- Anggota Komisi VIII DPR RI, Selly Andriany Gantina, mendesak pembentukan tim khusus evaluasi sistem desil di Jakarta pada Selasa (25/8/2026).
- Perubahan status desil tukang becak di Kulon Progo dari 1 menjadi 9 mengancam akses bantuan pendidikan anak perguruan tinggi.
- Selly meminta kementerian terkait memperkuat koordinasi pemutakhiran data dan menyediakan mekanisme sanggah yang cepat bagi masyarakat terdampak.
Suara.com - Anggota Komisi VIII DPR RI Selly Andriany Gantina mendesak pemerintah membentuk tim khusus untuk mengevaluasi sistem pendataan desil setelah ditemukan sejumlah anomali yang dinilai dapat mengancam akses masyarakat terhadap program perlindungan sosial.
Selly mengatakan persoalan tersebut perlu segera ditangani karena perubahan status desil dapat memengaruhi hak masyarakat menerima bantuan pemerintah, termasuk Kartu Indonesia Pintar (KIP).
“Hasil sistem bertentangan dengan fakta yang kasat mata di lapangan, yang harus diperiksa adalah kualitas datanya, metodologinya, pemutakhirannya, dan mekanisme verifikasinya,” kata Selly di Jakarta, Selasa (25/8/2026).
Ia mencontohkan kasus Timbul, seorang tukang becak di Kulon Progo, Daerah Istimewa Yogyakarta (DIY), yang tercatat mengalami perubahan desil dari 1 menjadi 9. Perubahan tersebut berpotensi memengaruhi akses beasiswa anaknya yang telah diterima di perguruan tinggi.

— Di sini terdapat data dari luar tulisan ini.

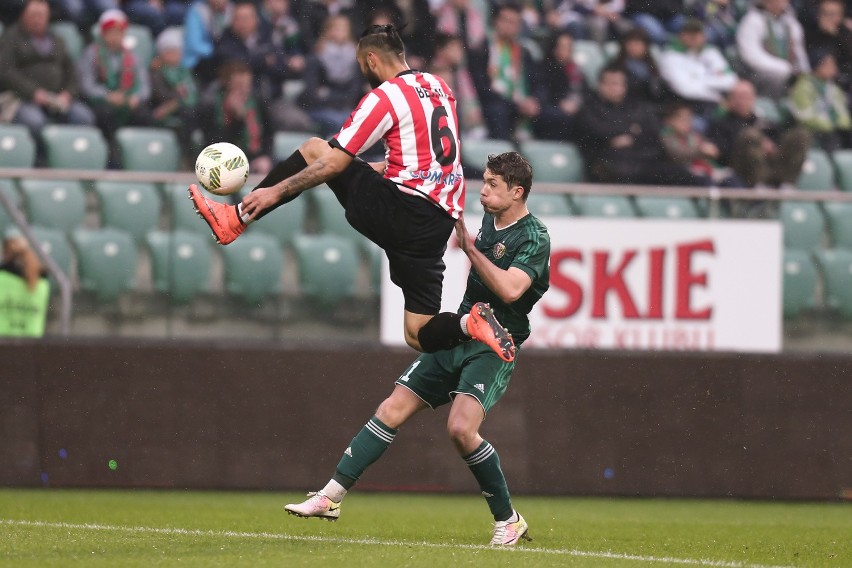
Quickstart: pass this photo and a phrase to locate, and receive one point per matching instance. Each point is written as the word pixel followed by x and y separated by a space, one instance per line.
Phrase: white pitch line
pixel 377 542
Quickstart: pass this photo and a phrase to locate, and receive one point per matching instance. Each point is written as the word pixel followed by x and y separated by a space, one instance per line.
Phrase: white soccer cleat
pixel 508 534
pixel 318 505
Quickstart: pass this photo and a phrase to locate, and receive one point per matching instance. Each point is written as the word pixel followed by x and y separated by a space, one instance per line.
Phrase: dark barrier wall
pixel 236 416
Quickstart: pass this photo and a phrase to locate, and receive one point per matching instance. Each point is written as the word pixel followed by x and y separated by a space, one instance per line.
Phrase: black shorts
pixel 412 231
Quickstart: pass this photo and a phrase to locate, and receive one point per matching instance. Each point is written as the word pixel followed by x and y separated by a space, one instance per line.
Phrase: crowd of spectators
pixel 674 101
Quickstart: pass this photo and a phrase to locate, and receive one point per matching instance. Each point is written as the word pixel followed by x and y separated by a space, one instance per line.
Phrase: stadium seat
pixel 180 264
pixel 817 172
pixel 7 188
pixel 131 206
pixel 253 265
pixel 839 221
pixel 17 147
pixel 836 269
pixel 285 143
pixel 799 279
pixel 557 162
pixel 591 59
pixel 58 204
pixel 328 268
pixel 148 149
pixel 666 207
pixel 332 217
pixel 106 262
pixel 71 37
pixel 604 205
pixel 554 204
pixel 475 152
pixel 843 168
pixel 74 147
pixel 804 225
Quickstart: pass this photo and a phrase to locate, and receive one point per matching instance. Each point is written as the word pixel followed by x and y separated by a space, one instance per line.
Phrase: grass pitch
pixel 49 527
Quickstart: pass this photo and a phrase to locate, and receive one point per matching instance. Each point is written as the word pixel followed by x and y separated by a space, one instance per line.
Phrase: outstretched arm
pixel 509 285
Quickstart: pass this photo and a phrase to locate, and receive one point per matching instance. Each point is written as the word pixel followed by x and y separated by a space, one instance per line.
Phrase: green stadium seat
pixel 666 207
pixel 817 172
pixel 180 264
pixel 17 147
pixel 604 205
pixel 74 147
pixel 800 280
pixel 106 262
pixel 591 59
pixel 71 37
pixel 836 270
pixel 285 143
pixel 843 168
pixel 548 204
pixel 839 222
pixel 475 152
pixel 558 162
pixel 328 269
pixel 7 188
pixel 58 204
pixel 148 149
pixel 131 206
pixel 253 266
pixel 804 225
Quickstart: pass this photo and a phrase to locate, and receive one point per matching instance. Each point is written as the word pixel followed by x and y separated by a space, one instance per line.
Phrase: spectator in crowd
pixel 689 148
pixel 598 20
pixel 620 138
pixel 644 81
pixel 333 80
pixel 156 15
pixel 114 81
pixel 462 19
pixel 771 43
pixel 204 24
pixel 658 18
pixel 242 41
pixel 230 112
pixel 39 76
pixel 449 63
pixel 828 33
pixel 506 76
pixel 820 105
pixel 174 93
pixel 695 71
pixel 758 152
pixel 562 90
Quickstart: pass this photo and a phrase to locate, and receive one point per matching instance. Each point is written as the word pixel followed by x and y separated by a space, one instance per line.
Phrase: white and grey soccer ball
pixel 221 168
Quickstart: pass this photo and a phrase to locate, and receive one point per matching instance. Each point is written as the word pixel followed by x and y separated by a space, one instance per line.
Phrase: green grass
pixel 51 527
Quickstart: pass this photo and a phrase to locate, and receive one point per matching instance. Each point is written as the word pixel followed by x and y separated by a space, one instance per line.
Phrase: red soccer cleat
pixel 484 327
pixel 222 218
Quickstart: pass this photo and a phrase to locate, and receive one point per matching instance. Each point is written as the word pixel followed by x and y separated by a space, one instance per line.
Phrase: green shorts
pixel 470 368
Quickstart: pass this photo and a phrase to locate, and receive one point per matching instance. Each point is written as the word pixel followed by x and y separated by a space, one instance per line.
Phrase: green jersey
pixel 524 244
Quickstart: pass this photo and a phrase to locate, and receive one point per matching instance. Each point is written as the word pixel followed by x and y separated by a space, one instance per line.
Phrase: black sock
pixel 282 170
pixel 441 332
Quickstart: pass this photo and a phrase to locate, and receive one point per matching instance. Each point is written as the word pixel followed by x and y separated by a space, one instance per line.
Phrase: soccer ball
pixel 221 168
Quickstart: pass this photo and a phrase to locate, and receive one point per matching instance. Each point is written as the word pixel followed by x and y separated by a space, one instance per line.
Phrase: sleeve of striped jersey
pixel 368 123
pixel 533 255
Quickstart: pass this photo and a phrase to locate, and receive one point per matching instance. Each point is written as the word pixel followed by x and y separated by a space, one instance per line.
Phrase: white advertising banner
pixel 646 284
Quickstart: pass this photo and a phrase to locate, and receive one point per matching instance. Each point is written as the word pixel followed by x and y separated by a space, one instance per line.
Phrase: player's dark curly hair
pixel 382 38
pixel 513 168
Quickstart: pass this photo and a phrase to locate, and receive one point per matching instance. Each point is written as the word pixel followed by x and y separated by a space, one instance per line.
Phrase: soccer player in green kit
pixel 510 270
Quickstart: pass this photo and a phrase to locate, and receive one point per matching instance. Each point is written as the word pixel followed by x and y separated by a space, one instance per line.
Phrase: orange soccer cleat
pixel 222 218
pixel 484 327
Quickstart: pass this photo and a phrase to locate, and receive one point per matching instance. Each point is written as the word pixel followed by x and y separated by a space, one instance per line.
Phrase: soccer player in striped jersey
pixel 407 204
pixel 510 268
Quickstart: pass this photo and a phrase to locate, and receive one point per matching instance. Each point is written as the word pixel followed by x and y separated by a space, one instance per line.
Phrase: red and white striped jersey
pixel 415 114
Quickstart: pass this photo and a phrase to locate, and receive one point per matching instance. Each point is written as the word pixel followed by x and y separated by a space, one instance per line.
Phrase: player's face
pixel 496 196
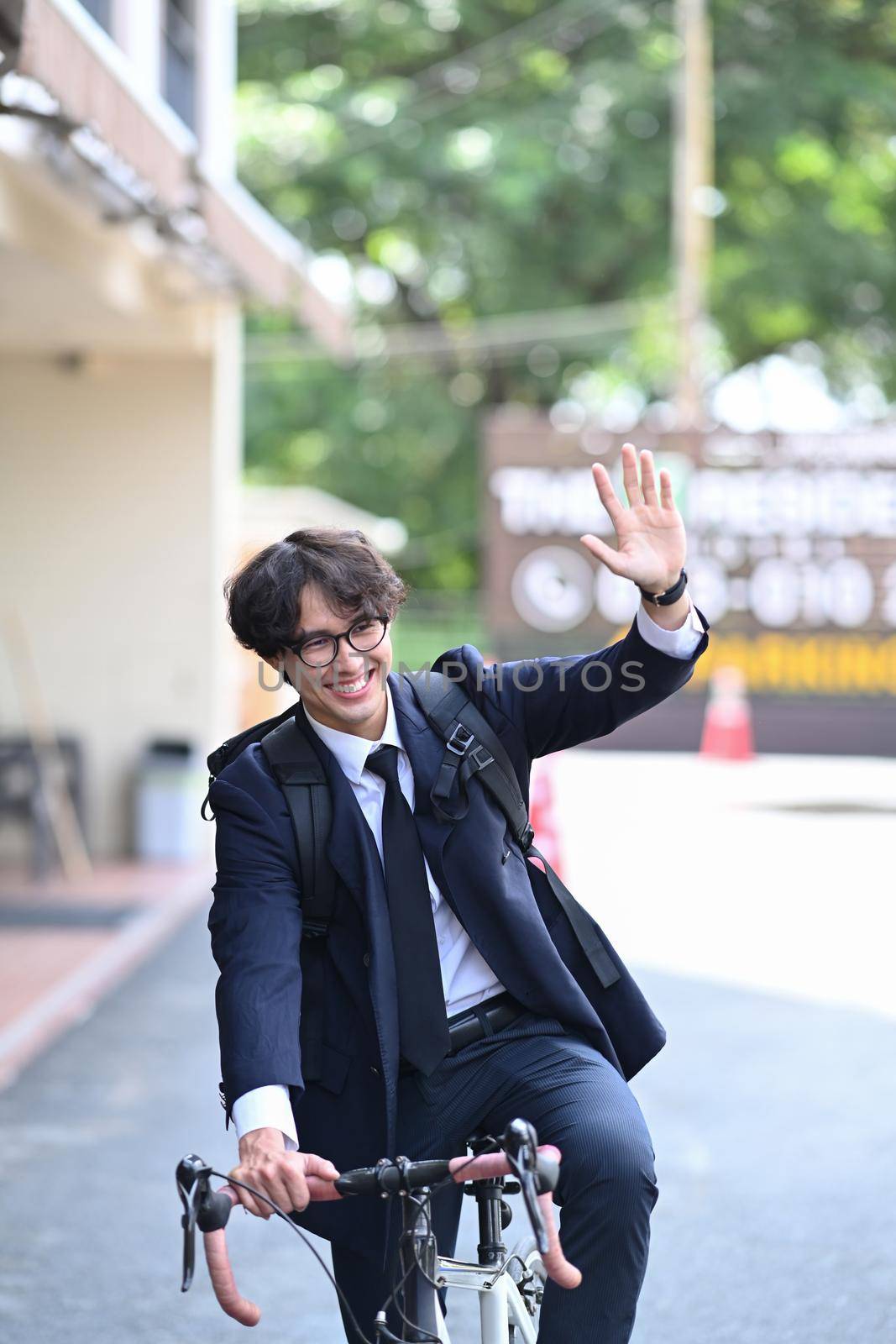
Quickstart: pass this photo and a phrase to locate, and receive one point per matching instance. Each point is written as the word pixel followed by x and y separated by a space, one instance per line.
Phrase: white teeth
pixel 349 687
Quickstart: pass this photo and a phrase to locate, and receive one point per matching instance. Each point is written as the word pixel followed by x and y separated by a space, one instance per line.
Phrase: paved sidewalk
pixel 65 945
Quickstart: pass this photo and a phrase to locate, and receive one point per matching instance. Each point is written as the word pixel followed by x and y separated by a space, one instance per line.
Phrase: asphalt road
pixel 773 1122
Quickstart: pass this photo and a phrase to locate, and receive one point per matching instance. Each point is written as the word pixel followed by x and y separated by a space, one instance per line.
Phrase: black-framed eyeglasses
pixel 318 651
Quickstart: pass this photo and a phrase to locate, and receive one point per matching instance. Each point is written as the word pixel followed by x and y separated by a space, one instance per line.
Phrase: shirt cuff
pixel 678 644
pixel 266 1108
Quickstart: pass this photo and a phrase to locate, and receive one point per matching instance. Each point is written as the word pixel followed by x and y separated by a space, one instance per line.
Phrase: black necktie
pixel 421 1000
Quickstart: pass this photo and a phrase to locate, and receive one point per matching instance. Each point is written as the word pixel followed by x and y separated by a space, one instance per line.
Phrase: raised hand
pixel 651 533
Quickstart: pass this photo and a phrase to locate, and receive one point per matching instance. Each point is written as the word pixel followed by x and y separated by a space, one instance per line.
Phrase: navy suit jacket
pixel 347 1110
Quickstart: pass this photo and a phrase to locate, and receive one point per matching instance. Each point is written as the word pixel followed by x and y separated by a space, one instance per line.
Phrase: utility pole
pixel 692 223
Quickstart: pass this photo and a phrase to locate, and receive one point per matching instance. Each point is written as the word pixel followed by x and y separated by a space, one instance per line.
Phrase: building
pixel 127 252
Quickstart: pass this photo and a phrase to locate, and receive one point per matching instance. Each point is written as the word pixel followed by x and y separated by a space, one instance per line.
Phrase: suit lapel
pixel 351 847
pixel 425 750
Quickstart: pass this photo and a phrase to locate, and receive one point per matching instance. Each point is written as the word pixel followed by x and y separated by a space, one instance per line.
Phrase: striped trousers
pixel 575 1099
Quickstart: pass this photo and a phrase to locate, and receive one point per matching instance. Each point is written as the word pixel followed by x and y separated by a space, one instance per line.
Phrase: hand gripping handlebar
pixel 537 1169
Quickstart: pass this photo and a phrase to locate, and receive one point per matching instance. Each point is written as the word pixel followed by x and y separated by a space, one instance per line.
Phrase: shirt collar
pixel 352 752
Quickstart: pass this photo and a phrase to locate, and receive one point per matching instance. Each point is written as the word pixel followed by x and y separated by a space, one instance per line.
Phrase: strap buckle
pixel 477 759
pixel 315 927
pixel 459 739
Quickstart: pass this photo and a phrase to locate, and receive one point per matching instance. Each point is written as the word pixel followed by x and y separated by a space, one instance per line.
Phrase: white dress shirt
pixel 466 978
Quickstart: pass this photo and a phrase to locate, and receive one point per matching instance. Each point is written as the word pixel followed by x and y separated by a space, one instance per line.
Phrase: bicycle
pixel 510 1284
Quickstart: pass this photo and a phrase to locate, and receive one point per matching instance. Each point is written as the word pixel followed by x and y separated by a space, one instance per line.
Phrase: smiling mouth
pixel 352 690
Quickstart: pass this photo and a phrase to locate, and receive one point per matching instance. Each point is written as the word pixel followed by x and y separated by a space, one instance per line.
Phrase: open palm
pixel 651 533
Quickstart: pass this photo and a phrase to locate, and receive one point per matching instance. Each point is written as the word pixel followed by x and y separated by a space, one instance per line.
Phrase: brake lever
pixel 203 1209
pixel 521 1146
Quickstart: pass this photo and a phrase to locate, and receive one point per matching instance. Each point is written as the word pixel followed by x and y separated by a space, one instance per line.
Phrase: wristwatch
pixel 671 595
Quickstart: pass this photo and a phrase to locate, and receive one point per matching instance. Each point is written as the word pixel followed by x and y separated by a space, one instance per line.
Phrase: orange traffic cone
pixel 543 815
pixel 727 725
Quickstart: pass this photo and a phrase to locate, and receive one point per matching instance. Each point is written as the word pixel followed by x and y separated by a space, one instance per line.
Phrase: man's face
pixel 349 694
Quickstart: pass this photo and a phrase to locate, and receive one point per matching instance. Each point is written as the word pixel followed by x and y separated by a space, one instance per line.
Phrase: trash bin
pixel 170 784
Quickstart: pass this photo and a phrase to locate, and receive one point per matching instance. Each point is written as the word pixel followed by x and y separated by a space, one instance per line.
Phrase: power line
pixel 441 100
pixel 492 336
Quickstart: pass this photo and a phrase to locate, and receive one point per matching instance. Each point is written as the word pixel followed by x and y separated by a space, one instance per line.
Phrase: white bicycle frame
pixel 500 1301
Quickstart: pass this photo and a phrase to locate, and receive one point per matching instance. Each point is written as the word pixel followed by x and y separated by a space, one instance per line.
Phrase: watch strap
pixel 671 595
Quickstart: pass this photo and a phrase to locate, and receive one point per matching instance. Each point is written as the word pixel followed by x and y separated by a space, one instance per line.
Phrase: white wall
pixel 116 514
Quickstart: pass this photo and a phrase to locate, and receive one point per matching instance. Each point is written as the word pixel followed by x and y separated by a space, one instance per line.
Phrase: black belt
pixel 465 1027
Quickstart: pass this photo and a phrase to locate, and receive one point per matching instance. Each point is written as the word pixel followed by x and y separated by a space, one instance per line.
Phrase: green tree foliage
pixel 472 159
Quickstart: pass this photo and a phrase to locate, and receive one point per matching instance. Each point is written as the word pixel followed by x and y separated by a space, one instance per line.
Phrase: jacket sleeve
pixel 562 702
pixel 255 925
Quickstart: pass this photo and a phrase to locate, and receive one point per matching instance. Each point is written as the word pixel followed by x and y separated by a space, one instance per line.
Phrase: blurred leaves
pixel 479 158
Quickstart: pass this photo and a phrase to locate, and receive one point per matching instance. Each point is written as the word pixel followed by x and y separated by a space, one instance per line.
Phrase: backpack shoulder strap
pixel 302 779
pixel 230 749
pixel 472 746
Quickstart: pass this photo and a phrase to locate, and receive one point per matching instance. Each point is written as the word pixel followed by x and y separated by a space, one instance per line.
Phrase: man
pixel 474 1001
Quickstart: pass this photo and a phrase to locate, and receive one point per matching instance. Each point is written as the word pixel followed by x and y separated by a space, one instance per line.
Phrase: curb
pixel 76 998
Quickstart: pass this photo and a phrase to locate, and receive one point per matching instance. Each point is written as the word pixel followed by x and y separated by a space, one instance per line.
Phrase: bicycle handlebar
pixel 208 1210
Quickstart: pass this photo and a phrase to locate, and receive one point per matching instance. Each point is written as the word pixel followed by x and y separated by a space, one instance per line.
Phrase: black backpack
pixel 472 748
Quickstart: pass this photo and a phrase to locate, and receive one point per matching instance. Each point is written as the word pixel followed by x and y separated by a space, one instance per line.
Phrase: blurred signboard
pixel 792 549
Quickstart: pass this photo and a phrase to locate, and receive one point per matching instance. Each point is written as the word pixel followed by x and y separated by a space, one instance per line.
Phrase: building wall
pixel 120 491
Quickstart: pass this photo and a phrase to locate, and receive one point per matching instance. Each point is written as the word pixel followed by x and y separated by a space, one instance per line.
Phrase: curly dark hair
pixel 264 596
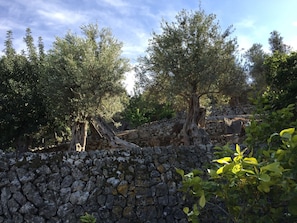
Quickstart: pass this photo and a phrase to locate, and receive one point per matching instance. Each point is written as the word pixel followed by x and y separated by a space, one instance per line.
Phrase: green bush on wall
pixel 252 189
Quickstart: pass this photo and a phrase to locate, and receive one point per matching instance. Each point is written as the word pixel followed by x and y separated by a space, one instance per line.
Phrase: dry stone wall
pixel 164 132
pixel 132 185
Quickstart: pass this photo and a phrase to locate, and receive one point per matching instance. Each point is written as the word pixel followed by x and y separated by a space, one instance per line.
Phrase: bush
pixel 252 189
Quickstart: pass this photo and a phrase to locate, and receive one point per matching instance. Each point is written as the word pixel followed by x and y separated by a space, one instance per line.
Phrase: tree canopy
pixel 191 57
pixel 85 75
pixel 22 107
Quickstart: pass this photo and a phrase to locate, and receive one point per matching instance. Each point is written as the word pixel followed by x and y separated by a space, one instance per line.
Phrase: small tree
pixel 83 74
pixel 191 58
pixel 22 108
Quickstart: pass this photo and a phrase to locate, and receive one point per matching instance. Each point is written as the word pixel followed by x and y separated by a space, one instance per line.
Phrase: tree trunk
pixel 191 134
pixel 79 136
pixel 106 136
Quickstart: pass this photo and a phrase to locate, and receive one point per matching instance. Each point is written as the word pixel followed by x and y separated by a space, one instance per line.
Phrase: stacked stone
pixel 135 185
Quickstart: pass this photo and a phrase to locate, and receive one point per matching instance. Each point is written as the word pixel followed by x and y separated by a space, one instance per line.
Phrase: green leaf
pixel 224 160
pixel 197 172
pixel 293 206
pixel 236 168
pixel 238 149
pixel 250 160
pixel 287 132
pixel 212 173
pixel 264 177
pixel 195 210
pixel 263 187
pixel 186 210
pixel 202 200
pixel 220 170
pixel 180 172
pixel 248 171
pixel 273 167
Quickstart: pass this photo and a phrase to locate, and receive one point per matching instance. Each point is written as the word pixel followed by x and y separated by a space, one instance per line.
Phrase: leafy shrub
pixel 252 189
pixel 266 121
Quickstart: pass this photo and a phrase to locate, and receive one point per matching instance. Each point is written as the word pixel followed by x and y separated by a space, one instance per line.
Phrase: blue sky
pixel 133 21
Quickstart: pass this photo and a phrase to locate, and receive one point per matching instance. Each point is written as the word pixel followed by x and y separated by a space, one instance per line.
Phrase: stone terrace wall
pixel 164 132
pixel 133 185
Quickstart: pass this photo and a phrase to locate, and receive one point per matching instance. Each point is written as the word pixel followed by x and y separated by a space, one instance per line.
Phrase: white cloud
pixel 245 23
pixel 61 16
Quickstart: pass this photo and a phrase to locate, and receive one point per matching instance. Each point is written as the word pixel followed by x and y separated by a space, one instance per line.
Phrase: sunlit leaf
pixel 248 171
pixel 287 133
pixel 202 200
pixel 293 207
pixel 186 210
pixel 250 160
pixel 264 187
pixel 224 160
pixel 236 168
pixel 180 172
pixel 264 177
pixel 238 149
pixel 274 167
pixel 220 170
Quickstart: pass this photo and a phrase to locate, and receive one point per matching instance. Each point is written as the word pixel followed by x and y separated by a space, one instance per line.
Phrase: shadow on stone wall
pixel 134 185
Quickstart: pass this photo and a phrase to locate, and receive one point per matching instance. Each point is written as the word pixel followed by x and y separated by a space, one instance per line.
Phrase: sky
pixel 133 21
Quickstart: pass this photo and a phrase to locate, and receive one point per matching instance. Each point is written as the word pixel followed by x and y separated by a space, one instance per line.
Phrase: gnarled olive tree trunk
pixel 106 134
pixel 191 134
pixel 79 136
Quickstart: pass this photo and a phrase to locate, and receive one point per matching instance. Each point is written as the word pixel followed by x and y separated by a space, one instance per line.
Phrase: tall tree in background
pixel 22 108
pixel 190 58
pixel 282 78
pixel 84 76
pixel 255 58
pixel 276 43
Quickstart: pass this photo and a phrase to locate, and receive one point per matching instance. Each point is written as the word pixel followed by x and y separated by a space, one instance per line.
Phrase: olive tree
pixel 191 57
pixel 84 79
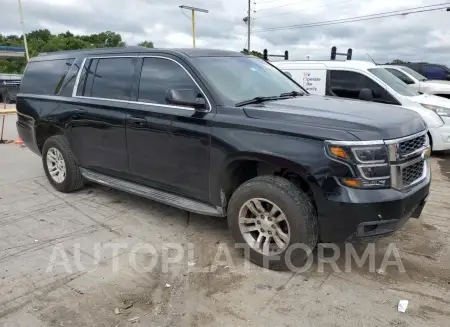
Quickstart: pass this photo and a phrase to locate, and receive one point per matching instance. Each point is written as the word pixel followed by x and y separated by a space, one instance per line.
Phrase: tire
pixel 73 180
pixel 300 219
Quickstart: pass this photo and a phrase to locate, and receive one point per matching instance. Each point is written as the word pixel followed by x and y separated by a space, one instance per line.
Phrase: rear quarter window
pixel 45 77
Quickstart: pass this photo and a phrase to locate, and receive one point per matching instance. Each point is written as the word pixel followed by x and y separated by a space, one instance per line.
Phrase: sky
pixel 424 36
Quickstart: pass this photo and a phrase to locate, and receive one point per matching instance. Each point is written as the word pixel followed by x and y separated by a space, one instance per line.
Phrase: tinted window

Menurut Selly, kasus tersebut menunjukkan bahwa sistem pemadanan data masih perlu dievaluasi. Ia juga menyoroti adanya ketimpangan hasil pendataan ketika kondisi ekonomi seseorang di lapangan tidak sesuai dengan klasifikasi desil yang tercatat dalam sistem.
“Artinya, data kemiskinan dan kerentanan sosial memang tidak sesederhana angka desil. Karena itu, kasus seorang tukang becak yang masuk desil 9, sementara seorang lurah justru berada di desil 8, harus menjadi alarm bagi pemerintah untuk mengevaluasi kualitas pemadanan dan pembaruan data,” ujarnya.
Selly meminta pemerintah tidak menjadikan desil sebagai satu-satunya penentu kelayakan seseorang menerima perlindungan sosial. Menurut dia, kondisi ekonomi masyarakat harus dinilai berdasarkan berbagai indikator.

Variabel tersebut antara lain identitas keluarga, kondisi tempat tinggal, sanitasi, sumber air dan listrik, pendapatan, pengeluaran, kepemilikan aset, serta kondisi anggota keluarga.
“Jangan sampai kita memiliki sistem yang canggih, tetapi data yang masuk tidak menggambarkan kondisi masyarakat yang sebenarnya,” katanya.
Ia juga meminta Kementerian Dalam Negeri, Kementerian Sosial, Badan Pusat Statistik (BPS), serta kementerian dan lembaga terkait memperkuat koordinasi dalam pemadanan dan pemutakhiran data.
Menurut Selly, pemerintah perlu menyediakan mekanisme pembaruan dan sanggah data yang cepat, gratis, sederhana, transparan, dan responsif. Dengan demikian, masyarakat yang status bantuannya berubah dapat segera mengajukan koreksi tanpa harus menunggu berbulan-bulan.
Selain mengevaluasi sistem pendataan, Selly mengusulkan agar pemerintah memberikan perlindungan sementara kepada penerima program yang sudah berjalan. Salah satu mekanismenya melalui grandfathering, yakni mempertahankan hak penerima bantuan sembari proses verifikasi dan pemadanan data dilakukan lebih lanjut.